EDIT2: I do not really understand this. Shouldn't hidden be W_hidden x n_input.T, since in dimensions this would be (5, 2) x (2, 1)? If I transpose n_input hidden is still working (I even don't get the point why it is working without a transpose at all). However, output keeps throwing errors but this operation in dimensions should be (1, 5) x (5, 1)?!
(0) It's helpful to include the error output - it's also a useful thing to look at, because it does identify exactly where you were having shape problems.
(1) The shape errors arose because you have the arguments to matmul backwards in both of your matmuls, and have the tf.Variable backwards. The general rule is that the weights for layer that has input_size, output_size should be [input_size, output_size], and the matmul should be tf.matmul(input_to_layer, weights_for_layer) (and then add the biases, which are of shape [output_size]).
So with your code,
W_hidden = tf.Variable(tf.random_uniform([hidden_nodes, 2], -1.0, 1.0))
should be:
W_hidden = tf.Variable(tf.random_uniform([2, hidden_nodes], -1.0, 1.0))
and
hidden = tf.sigmoid(tf.matmul(W_hidden, n_input) + b_hidden)

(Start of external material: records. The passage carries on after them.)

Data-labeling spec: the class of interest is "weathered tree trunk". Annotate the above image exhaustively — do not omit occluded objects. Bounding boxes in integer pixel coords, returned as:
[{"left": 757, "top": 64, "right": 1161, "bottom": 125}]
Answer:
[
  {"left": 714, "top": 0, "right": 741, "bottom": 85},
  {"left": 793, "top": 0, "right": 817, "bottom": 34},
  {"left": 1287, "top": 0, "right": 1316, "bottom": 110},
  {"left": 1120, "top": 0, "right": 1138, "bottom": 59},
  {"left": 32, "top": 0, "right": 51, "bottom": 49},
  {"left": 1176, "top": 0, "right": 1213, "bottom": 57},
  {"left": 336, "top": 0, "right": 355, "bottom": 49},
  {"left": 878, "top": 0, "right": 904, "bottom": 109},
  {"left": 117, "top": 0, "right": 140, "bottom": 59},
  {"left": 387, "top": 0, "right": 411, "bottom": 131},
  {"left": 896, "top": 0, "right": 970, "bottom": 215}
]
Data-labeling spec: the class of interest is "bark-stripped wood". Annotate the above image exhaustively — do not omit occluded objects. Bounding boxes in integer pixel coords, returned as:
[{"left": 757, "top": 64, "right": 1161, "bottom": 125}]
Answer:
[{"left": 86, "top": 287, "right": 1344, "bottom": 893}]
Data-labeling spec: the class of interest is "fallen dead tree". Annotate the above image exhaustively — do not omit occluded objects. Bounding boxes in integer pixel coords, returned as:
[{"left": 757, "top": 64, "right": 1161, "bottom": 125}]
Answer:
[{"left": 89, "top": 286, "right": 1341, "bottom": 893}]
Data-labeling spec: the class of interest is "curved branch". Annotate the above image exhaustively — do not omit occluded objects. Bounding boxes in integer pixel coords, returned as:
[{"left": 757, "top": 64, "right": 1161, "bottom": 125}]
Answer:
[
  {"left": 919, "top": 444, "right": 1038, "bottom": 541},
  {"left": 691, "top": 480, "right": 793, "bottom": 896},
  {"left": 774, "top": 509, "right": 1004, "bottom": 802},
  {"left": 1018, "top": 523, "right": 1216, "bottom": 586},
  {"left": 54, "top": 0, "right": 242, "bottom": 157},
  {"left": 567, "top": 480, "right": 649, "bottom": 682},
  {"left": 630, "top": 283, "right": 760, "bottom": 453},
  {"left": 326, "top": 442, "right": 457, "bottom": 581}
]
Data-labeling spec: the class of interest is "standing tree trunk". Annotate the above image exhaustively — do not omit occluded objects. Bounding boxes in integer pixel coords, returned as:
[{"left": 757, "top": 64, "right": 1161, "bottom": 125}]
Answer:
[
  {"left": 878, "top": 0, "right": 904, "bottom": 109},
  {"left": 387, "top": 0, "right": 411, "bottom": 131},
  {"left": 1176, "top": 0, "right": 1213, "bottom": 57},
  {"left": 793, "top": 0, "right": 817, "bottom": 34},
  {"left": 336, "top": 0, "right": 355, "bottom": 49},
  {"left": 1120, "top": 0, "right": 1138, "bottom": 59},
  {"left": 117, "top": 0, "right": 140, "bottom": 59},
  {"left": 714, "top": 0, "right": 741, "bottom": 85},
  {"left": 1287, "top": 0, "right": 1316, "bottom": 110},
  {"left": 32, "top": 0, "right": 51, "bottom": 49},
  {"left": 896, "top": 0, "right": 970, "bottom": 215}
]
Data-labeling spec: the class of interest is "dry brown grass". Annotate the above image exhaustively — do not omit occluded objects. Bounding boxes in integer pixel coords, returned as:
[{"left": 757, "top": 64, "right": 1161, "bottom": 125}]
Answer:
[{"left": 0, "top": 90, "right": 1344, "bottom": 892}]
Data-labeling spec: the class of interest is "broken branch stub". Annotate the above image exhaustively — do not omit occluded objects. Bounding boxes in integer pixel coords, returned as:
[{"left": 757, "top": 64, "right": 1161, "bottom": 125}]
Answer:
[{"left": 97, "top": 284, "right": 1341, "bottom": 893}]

should be tf.matmul(n_input, W_hidden); and
output = tf.sigmoid(tf.matmul(W_output, hidden))
should be tf.matmul(hidden, W_output)
(2) Once you've fixed those bugs, your run needs to be fed a feed_dict:
sess.run(train)
should be:
sess.run(train, feed_dict={n_input: input_data})
At least, I presume that this is what you're trying to achieve.